По дороге в участок Паско размышлял над тем, что сказал ему Поттл. Идея найти Смуглую Даму совершенно завладела им, и он не знал или не хотел знать, как избавиться от этой одержимости. Поттл сказал ему, что надо быть тем, кто он есть, — детективом, но он чувствовал себя не сыщиком, а медиумом, пытающимся установить контакт с заблудшей душой и вынужденным действовать через таких мало приятных посредников, как индейцы или китайцы. У него посредником оказался Дэлзиел.
Паско взял микрофон своего автомобильного радиопередатчика и голосом медиума спросил:
— Есть там кто-нибудь?
— Повторите, — прохрипел голос по радиопередатчику.

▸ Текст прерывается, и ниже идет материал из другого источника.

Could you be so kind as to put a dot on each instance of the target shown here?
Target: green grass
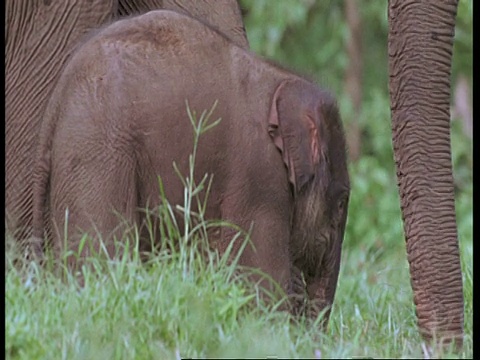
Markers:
(181, 305)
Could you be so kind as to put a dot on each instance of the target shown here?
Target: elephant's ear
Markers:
(293, 125)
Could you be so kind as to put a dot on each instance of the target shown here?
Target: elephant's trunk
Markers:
(420, 52)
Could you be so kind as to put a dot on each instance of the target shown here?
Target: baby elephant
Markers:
(117, 121)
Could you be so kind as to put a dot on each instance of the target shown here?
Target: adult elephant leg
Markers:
(39, 36)
(420, 51)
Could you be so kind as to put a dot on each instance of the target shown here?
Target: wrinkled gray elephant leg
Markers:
(297, 293)
(321, 283)
(268, 249)
(420, 46)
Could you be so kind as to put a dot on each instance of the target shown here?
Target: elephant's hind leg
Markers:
(97, 195)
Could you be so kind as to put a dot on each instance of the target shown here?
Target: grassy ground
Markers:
(179, 305)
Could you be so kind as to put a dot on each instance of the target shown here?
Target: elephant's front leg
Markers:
(267, 249)
(321, 283)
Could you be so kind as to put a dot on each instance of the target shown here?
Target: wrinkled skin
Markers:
(420, 55)
(40, 36)
(117, 120)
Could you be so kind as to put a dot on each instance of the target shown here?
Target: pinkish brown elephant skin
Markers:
(40, 37)
(117, 119)
(420, 54)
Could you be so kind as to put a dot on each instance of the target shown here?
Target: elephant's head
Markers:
(305, 126)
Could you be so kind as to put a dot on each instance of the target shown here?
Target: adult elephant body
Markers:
(117, 120)
(40, 36)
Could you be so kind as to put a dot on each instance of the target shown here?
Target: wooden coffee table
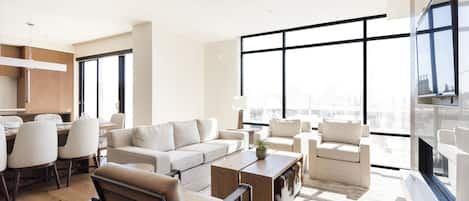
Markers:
(225, 173)
(244, 167)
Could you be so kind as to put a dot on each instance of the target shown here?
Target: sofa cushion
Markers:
(339, 151)
(280, 143)
(210, 151)
(208, 129)
(306, 126)
(158, 137)
(186, 133)
(183, 160)
(341, 131)
(284, 127)
(231, 146)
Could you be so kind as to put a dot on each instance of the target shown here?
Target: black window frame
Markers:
(81, 79)
(284, 48)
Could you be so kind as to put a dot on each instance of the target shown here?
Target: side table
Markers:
(251, 132)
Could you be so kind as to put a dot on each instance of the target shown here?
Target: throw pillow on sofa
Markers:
(208, 129)
(284, 127)
(159, 137)
(185, 133)
(349, 132)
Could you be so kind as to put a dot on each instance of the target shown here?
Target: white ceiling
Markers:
(68, 22)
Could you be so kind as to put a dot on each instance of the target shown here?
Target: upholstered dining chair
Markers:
(54, 118)
(35, 147)
(82, 143)
(11, 121)
(3, 161)
(119, 120)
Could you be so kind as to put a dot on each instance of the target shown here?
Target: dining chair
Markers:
(35, 147)
(11, 121)
(3, 162)
(82, 143)
(54, 118)
(119, 120)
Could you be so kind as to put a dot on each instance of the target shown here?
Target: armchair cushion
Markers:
(158, 137)
(210, 151)
(339, 151)
(183, 160)
(284, 127)
(348, 132)
(186, 133)
(208, 129)
(280, 143)
(165, 185)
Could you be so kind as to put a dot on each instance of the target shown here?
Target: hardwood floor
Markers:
(81, 189)
(385, 186)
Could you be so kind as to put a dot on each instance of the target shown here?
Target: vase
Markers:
(261, 154)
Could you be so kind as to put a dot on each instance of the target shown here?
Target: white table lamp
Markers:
(240, 104)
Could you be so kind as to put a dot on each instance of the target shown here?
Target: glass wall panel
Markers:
(262, 42)
(129, 90)
(325, 82)
(390, 151)
(108, 87)
(385, 26)
(262, 80)
(388, 85)
(325, 34)
(90, 83)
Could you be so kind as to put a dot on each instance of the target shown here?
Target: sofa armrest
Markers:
(233, 135)
(313, 143)
(446, 136)
(301, 141)
(124, 155)
(365, 148)
(365, 166)
(261, 135)
(120, 138)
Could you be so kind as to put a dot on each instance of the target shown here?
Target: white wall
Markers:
(178, 77)
(8, 89)
(104, 45)
(222, 81)
(143, 67)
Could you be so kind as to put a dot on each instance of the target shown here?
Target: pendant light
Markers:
(29, 63)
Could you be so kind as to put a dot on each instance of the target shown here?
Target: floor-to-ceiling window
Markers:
(106, 85)
(353, 69)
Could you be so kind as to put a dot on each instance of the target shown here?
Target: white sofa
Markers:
(188, 146)
(454, 145)
(341, 152)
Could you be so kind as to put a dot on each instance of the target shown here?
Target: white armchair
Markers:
(341, 152)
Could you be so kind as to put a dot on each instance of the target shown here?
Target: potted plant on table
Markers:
(261, 149)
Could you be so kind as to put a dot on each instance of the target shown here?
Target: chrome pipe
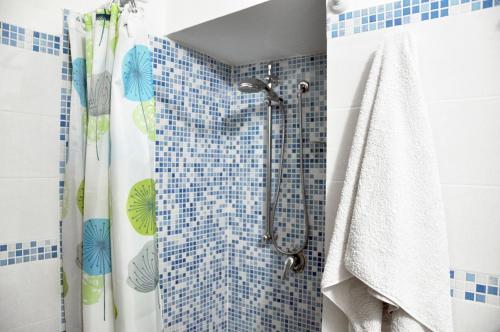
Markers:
(269, 174)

Паско поспешил положить микрофон на место. Как старший инспектор, он имел слишком высокий чин, чтобы позволять себе подобное мальчишество, но слишком низкий, чтобы быть эксцентричным. Его служебное положение было где-то посередине. И могло быть уподоблено трезвомыслящему человеку средних лет. Но даже людям средних лет позволительно иметь пристрастия. А когда таковое у вас имеется, остается только одно — отдаться ему, пока либо вы от него не избавитесь, либо оно само вас не покинет.